Saturday, May 1, 2010

"Never read a bible verse"

"Never read a bible verse" says this fellow on his site, meaning that you should always read surrounding paragraph.  In fact he argues, texts are designed to be read top down, beginning with books before proceeding to sections and paragraphs and then finally individual verses.   In a sense, this is a case of the Last Visible Dog, but I wonder what are the smallest/standard units of communication in our culture and what are smallest/standard units the bible intends us to begin with, use and apply?


Katherine said...

I think, with reference to the written word, anything out of context can run an increased risk of being misinterpreted. The 'closer in', ie the less context, the greater the risk.

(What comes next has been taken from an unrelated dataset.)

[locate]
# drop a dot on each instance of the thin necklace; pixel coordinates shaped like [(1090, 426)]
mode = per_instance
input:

But, to take your example, in Russell Hoban's book "The Mouse and His Child", the 'last visible dog' idea of visual recursion (- also called the 'Droste' effect), is a metaphorical presentation for self-determination.
So in that regard is doesn't really illustrate your point at all, as I understand it.
In fact, it appears to illustrate the opposite, for in the story it wasn't until the *last* dog is seen, that the meaning becomes clear. ie, once the context is removed, all that is left is "I", or, the truth.

Sincere regards,

Katherine De Chevalle,
author of the blog "The Last Visible Dog".

Luke said...

Hi Katherine,

Thanks for dropping by, I feel somewhat rude in disagreeing with a visitor. While I agree there is a certain sense of self-discovery in the book, for example Miss Mud talks to the Father and his son about how she feels on the inside compared to her external appearance. However I would also draw your attention to this quote: "I know" said Miss Mud "it's all so difficult. And of course everyone bigger then I tries to eat me, and I'm always busy eating everyone smaller. So there isn't much time to think things out." Clearly, also present in this scene is the idea of things stretching out in both directions, the idea of always another layer.

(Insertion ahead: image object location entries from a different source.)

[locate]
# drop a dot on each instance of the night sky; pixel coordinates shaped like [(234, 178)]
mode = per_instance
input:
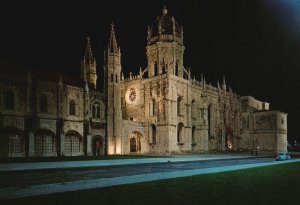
[(254, 43)]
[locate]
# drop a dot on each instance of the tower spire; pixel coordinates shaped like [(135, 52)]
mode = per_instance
[(113, 46), (88, 65), (88, 55)]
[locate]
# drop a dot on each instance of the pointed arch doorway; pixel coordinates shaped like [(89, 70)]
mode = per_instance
[(98, 145), (135, 142)]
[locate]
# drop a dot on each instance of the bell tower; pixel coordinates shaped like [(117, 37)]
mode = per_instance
[(112, 85), (88, 66), (165, 47)]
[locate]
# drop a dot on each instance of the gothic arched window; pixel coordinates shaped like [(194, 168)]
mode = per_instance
[(72, 107), (43, 103), (179, 99), (9, 100), (180, 132), (153, 137), (96, 110)]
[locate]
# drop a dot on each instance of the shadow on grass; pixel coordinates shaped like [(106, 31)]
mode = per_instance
[(278, 184), (75, 158)]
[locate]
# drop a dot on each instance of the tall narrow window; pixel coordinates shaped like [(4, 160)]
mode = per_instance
[(193, 110), (193, 135), (153, 130), (43, 103), (180, 130), (179, 105), (155, 69), (176, 68), (9, 100), (153, 107), (209, 119), (72, 107), (96, 111)]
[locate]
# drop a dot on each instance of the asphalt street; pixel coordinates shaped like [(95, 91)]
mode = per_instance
[(36, 177), (31, 182)]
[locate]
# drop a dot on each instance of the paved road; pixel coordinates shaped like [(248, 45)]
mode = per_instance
[(37, 177), (39, 182)]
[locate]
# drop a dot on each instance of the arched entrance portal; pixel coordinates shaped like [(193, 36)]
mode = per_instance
[(11, 142), (73, 143), (44, 143), (98, 146), (135, 142)]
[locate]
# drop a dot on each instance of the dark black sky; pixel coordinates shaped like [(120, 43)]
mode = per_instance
[(254, 43)]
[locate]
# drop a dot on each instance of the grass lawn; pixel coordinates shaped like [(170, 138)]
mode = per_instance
[(77, 158), (278, 184)]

But it's good to find another fan of The Mouse and His Child.

Nathan said...

Hi Luke,

I reckon individual words are the base both culturally and theologically. But only because there are certain "heavy" words that are capable of carrying huge amounts of meaning. One word can summarise a thousand words... like calling God "father"...

Nice blog.

Luke said...

Hi Nathan,

Thanks for dropping by, I didn't realise you were also from Tassie!

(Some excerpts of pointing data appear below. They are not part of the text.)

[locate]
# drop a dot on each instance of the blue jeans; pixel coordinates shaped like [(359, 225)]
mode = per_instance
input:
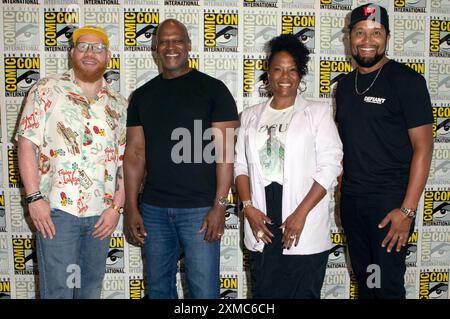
[(72, 264), (168, 231)]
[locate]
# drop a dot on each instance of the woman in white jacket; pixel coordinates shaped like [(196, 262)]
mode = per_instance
[(288, 157)]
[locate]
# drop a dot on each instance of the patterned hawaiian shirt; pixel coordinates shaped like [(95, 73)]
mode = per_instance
[(81, 142)]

Words, I guess that makes sense, maybe the question should of been what's the default level of context we should go to? No one would seriously argue for more then a canon but a sentence seems way to little.

Katherine said...

Luke, don't worry about disagreeing with me! :o) I can take it.
There are loads of metaphors in TMAHC, as you would know. The Miss Mud one is great, as is the feeling of the Frog that he somehow 'knows' more than he realises, the sense of some knowledge (the prophesy) coming from elsewhere other than himself. And we could also talk about the belated sense of conscience that creeps over Manny Rat. Well, at least the sense of his impending punishment.
But I still feel that the main character, the mouse child, is the one who Hoban uses to reveal his main message. And I reckon the message is the one of self-determinism i.e belief in SELF - as opposed to self-discovery, which *is* compatible with a belief in a higher being.

What do you think? Have I convinced you?

But I've probably strayed from the theme of your original post. Sorry!

Hey, that's weird. The word verification is 'ungod'.

Katherine said...

Oh I have to confess I've never read any of Hoban's other books. But , to throw something else into the mix, I've found an interesting quote from one:

"There is a mystery that even God cannot fathom, nor can he give the law of it on two stone tablets. He cannot speak what there are no words for; he needs divers to dive into it; he needs wrestlers to wrestle with it, singers to sing it, lovers to love it. He cannot deal with it alone, he must find helpers, and for this does he blind some and maim others."